Question

Identification of the sequence insertion site in the genome

3

Entering edit mode

7.4 years ago

valerie ▴ 100

Hi guys,

I have an insertion in my genome and I want to identify the insertion site. As far as I understand I should find the read pairs where one read is mapped to my insertion sequence, but mate is unmapped. I found these reads using samtools:

samtools view -F 4 -f 8 alignment.sam > alignment_filtered.sam

Now I need to find the unmapped mates. How can I do that? As far as I understand I should then 'de novo' build the insertion site sequences (left and rigth from my insertion) using the unmapped mates. I would be grateful if anyone could suggest me the tool for that and also comment on the whole procedure I am using.

Thank you in advance

sequencing genome next-gen • 5.1k views

ADD COMMENT • link updated 3.0 years ago by LacquerHed ▴ 30 • written 7.4 years ago by valerie ▴ 100

Brian Bushnell · Answer 1 · 2016-12-04

1

Entering edit mode

7.4 years ago

Brian Bushnell 20k

You can do that with the BBMap package like this:

filterbyname.sh in=alignment.sam out=both.sam names=alignment_filtered.sam

That will give you all half-mapped pairs in the same file. For just the unmapped mates, you could filter it a second time with samtools, or with Reformat, like this:

reformat.sh in=both.sam out=unmapped.sam unmappedonly

ADD COMMENT • link 7.4 years ago by Brian Bushnell 20k

0

Entering edit mode

Thank you very much Brian! Do you know how could I build the insertion cite sequences using the unmapped reads? Have you ever worked with any de novo alignment tools? Or maybe it is better to map these reads to the reference genome? Thanks in advance.

ADD REPLY • link 7.4 years ago by valerie ▴ 100

1

Entering edit mode

I would do this:

bbmap.sh in1=r1.fq in2=r2.fq outm=eitherMapped.fq ref=insertion.fasta
tadpole.sh in=eitherMapped.fq out=assembled.fa

That will give you the insertion and its genomic context assembled together. Alternatively, rather than assembling, you could re-map the insert-mapped reads to the reference:

bbmap.sh in=eitherMapped.fq out=genomeMapped.sam bs=bs.sh

Running the generated shellscript bs.sh will generate a sorted, indexed bam file that you can observe in a genome browser (as suggested by Genomax) such as IGV, which will clearly show the exact site of the insertion.

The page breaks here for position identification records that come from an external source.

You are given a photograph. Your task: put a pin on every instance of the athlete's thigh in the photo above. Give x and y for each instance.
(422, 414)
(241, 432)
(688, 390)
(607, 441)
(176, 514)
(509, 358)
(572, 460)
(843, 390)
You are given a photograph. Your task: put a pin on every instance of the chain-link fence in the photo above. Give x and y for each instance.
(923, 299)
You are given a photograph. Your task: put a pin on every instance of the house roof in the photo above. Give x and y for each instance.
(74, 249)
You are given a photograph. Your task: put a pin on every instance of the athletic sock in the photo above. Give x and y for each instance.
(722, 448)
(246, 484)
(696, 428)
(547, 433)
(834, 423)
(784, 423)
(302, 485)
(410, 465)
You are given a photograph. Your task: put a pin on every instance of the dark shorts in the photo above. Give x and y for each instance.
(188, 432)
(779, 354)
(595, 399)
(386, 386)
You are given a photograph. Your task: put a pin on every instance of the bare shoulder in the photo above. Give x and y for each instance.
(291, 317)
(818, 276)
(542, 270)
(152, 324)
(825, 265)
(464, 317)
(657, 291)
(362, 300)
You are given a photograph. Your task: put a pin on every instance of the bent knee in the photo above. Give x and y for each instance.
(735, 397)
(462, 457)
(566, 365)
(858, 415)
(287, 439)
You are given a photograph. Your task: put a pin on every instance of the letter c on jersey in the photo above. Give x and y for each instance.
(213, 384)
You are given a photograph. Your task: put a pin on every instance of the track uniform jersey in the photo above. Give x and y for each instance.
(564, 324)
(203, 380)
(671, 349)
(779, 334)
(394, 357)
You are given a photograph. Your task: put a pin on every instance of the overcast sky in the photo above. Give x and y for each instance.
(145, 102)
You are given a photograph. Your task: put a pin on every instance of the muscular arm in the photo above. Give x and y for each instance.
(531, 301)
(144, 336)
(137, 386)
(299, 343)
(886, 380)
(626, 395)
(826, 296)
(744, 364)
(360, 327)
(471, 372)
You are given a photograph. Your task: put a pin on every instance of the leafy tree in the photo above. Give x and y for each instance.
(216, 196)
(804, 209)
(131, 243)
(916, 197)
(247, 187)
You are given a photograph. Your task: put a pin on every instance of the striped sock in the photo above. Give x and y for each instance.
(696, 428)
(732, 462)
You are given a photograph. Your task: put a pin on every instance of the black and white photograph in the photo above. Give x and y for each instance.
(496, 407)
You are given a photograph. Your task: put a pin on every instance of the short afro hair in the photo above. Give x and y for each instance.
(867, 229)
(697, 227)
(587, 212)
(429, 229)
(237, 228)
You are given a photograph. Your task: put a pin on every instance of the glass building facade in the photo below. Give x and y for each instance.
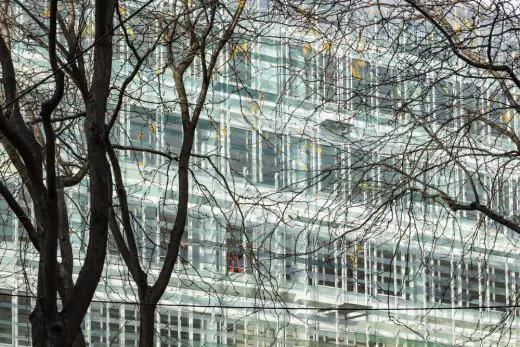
(292, 121)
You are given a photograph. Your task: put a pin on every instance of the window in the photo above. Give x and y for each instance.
(143, 133)
(325, 267)
(6, 317)
(272, 158)
(328, 75)
(442, 280)
(235, 249)
(295, 85)
(499, 289)
(385, 273)
(173, 133)
(444, 103)
(329, 168)
(361, 179)
(241, 152)
(98, 323)
(300, 160)
(24, 310)
(208, 135)
(113, 324)
(388, 90)
(240, 63)
(360, 70)
(130, 328)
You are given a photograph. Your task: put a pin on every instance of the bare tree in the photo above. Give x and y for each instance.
(35, 154)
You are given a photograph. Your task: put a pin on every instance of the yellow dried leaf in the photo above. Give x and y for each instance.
(307, 48)
(153, 127)
(506, 117)
(327, 46)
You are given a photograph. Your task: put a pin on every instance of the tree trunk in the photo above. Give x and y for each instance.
(147, 320)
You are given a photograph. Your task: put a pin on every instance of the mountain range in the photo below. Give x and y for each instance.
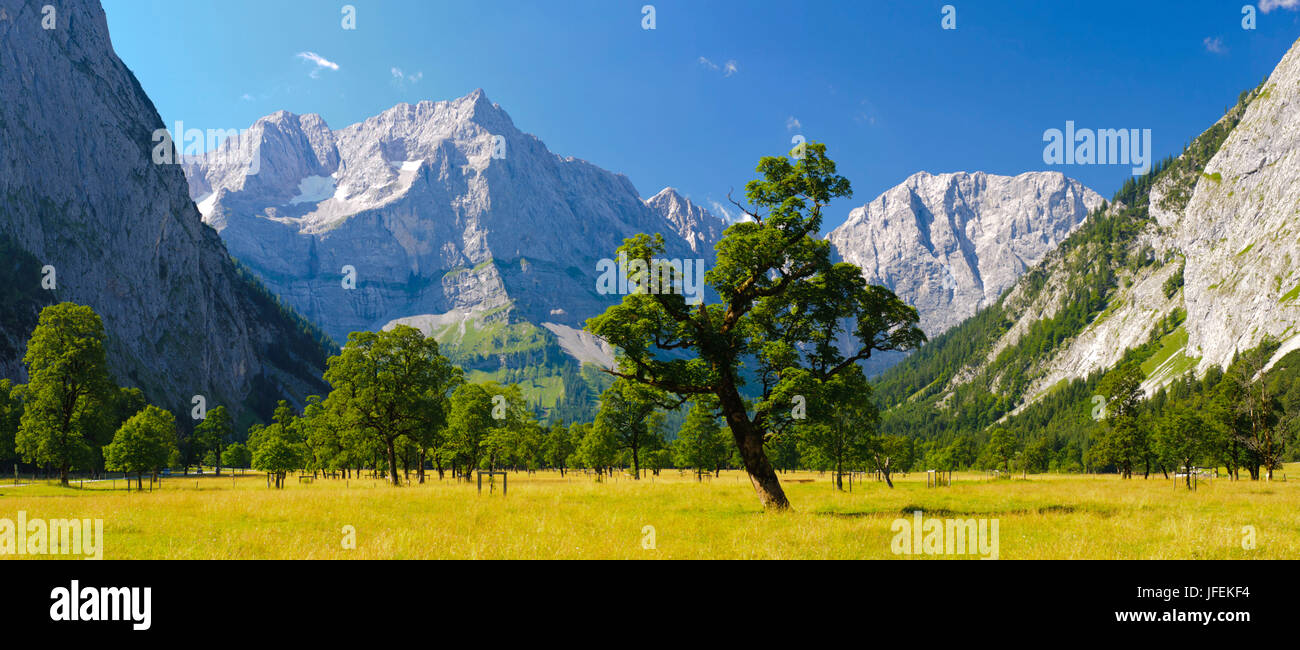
(1184, 269)
(87, 216)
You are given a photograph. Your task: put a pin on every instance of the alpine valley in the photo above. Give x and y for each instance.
(454, 221)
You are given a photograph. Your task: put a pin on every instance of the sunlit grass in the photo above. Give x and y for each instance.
(547, 516)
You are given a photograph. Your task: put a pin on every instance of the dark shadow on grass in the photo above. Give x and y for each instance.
(954, 514)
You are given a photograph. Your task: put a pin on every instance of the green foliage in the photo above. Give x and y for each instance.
(68, 389)
(598, 449)
(783, 308)
(840, 424)
(390, 386)
(632, 415)
(212, 434)
(11, 414)
(237, 455)
(701, 443)
(143, 443)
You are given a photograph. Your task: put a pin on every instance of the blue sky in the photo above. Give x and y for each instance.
(696, 102)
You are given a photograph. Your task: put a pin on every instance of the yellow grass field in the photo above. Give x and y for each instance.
(546, 516)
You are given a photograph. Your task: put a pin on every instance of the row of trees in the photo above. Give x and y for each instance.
(70, 415)
(395, 406)
(1240, 419)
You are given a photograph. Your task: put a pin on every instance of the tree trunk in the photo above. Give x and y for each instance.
(393, 463)
(750, 445)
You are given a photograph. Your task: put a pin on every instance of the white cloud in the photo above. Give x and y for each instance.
(320, 61)
(402, 78)
(728, 69)
(1268, 5)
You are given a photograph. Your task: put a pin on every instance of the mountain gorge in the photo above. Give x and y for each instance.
(952, 243)
(85, 207)
(1182, 271)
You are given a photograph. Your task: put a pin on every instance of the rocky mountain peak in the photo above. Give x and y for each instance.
(952, 243)
(694, 224)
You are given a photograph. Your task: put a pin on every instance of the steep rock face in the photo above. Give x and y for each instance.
(82, 194)
(443, 209)
(698, 228)
(952, 243)
(1187, 268)
(1240, 232)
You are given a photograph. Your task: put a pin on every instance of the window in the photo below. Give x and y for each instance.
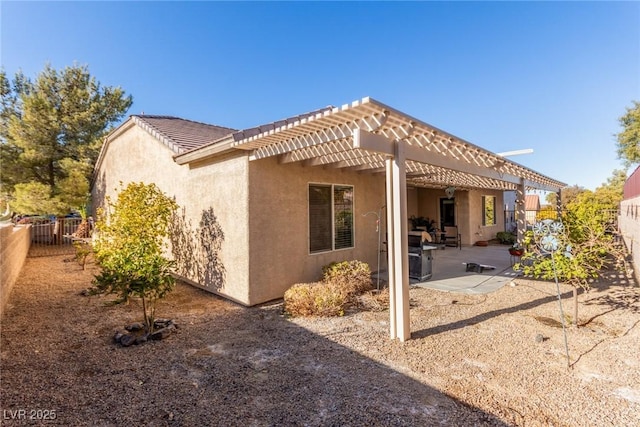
(330, 217)
(489, 210)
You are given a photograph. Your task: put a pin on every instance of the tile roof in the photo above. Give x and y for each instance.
(531, 202)
(179, 134)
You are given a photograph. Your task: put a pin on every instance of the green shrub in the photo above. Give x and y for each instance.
(352, 277)
(130, 246)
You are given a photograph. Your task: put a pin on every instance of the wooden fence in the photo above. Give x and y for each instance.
(51, 236)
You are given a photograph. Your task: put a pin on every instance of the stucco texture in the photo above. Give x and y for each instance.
(279, 224)
(213, 207)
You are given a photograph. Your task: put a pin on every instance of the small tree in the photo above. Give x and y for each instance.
(130, 246)
(586, 249)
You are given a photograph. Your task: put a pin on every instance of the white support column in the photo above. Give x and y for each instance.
(400, 244)
(393, 332)
(521, 215)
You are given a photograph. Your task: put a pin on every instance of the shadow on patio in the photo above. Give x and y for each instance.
(449, 269)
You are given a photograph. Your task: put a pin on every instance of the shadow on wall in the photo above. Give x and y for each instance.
(99, 192)
(197, 251)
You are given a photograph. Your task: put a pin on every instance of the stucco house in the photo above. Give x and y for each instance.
(266, 207)
(531, 207)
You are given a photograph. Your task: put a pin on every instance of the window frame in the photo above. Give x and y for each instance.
(484, 211)
(333, 218)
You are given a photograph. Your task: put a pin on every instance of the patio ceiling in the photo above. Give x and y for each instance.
(335, 138)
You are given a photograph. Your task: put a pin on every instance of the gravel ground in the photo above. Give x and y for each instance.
(495, 359)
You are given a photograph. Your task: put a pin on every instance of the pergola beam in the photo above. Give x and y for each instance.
(380, 144)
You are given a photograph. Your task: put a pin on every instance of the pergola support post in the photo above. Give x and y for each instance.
(521, 216)
(398, 251)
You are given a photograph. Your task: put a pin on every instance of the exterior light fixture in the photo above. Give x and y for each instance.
(449, 191)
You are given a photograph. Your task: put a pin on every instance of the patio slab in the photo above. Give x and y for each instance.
(449, 270)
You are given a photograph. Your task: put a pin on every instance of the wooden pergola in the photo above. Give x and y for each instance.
(370, 137)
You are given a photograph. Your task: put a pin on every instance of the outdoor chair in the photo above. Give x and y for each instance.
(451, 236)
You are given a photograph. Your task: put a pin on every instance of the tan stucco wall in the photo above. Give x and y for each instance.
(14, 246)
(279, 242)
(135, 156)
(629, 225)
(477, 231)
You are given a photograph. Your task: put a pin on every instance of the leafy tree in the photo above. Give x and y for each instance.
(51, 131)
(629, 138)
(130, 246)
(566, 195)
(587, 236)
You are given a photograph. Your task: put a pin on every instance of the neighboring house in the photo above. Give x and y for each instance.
(531, 207)
(267, 207)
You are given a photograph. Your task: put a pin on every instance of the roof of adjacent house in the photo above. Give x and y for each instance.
(531, 202)
(179, 134)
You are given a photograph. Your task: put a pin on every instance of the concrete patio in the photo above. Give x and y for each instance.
(449, 270)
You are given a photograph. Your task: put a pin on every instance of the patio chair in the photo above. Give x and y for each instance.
(451, 236)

ADD REPLY • link 7.4 years ago by Brian Bushnell 20k

0

Entering edit mode

Thank you very much, Brian! I just realized that this is you, who developed this aligner! Amazing! :) May I ask you one more question? As far as I understand bbmap is developed for short reads and my reads are length of 100. Is it ok?

ADD REPLY • link 7.4 years ago by valerie ▴ 100

1

Entering edit mode

bbmap will align reads of any length up to 6kbp (you will need to use mapPacbio.sh variant for reads over 600bp).

ADD REPLY • link updated 7.4 years ago by Brian Bushnell 20k • written 7.4 years ago by GenoMax 141k

0

Entering edit mode

Hi guys. I finally finished the computations and generated both assembled.fa and genomeMapped.sam for two of my insertion sequences. Now I want to look at genomeMapped.sam using IGV. I've opened the sam file and noticed that RNAME there is the name of my insertion sequence. How can I see the insertion site on my reference genome then?

One more question is related to assembled.fa. It is a file in a format of:

@contig_13,length=122,cov=24.9,gc=0.352 TCTGGTAGCTGCAGATGCTGTGCAAAACAGATTAAATTCTATCGCATGAGACTTCATTGCAAATCTTCTAAGAAGTATCAGGATGAATATGATGTTTCTTCTATCATTCCAAACTTTCAGAT + ?????????????????????????????????????????????????????????????????????????????????????????????????????????????????????????? @contig_18,length=120,cov=10.2,gc=0.658 TTGAGCACCTCCTGACAGACGGGGCAGTAGGATGTGGCCGCGGAGAGGTCCTCAGCCATGGCGGGGGATGGGGGAACAAGGCGATGGTGACAGCGGCAGCGGCCCCGATGGTGACATGGT + ????????????????????????????????????????????????????????????????????????????????????????????????????????????????????????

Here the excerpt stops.